Essa fascinação pelo terror continuou me acompanhando na faculdade. Fiz especialização no Horror Gótico, passeando por autores diversos - de Horace Walpole e Ann Radcliffe a Mary Shelley e seu personagem supremo - e acompanhando todo o desenvolvimento do gênero nos cinemas. Expressionismo Alemão, Hammer e Amicus, a fase Big Bug, os crossovers da Universal, a sangreira colorida de Herschell Gordon Lewis, o canibalismo italiano, os slashers oitentistas...e também prestigiando o que havia de novidade nas locadoras. De tanto incomodar os sites especializados em terror devido a ausência de atualizações, desenvolvi o meu próprio em 2001, que persiste até hoje como uma das principais e antigas fontes virtuais.
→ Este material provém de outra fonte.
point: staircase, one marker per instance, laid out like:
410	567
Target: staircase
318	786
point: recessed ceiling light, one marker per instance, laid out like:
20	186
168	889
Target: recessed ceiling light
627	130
Foi quando surgiu o convite para quebrar ovos por aqui. Falar das minhas experiências, dicas de filmes e livros e o que há de melhor e pior no gênero fantástico, numa coluna que será desenvolvida com a participação de vocês, leitores. Então, abro este vórtex virtual para que vocês aproveitem os comentários para sugerir temas para discutirmos nas próximas matérias, com a certeza de que o espaço deverá evoluir com o tempo. Aliás, aproveito para encerrar com uma pergunta: Como foi a iniciação de vocês no gênero, o primeiro filme de terror que viram?

Divirtam-se horrores!

*Marcelo Milici é professor, com especialização em Horror Gótico, idealizador do Boca do Inferno e fã de rock´n roll e paçoca.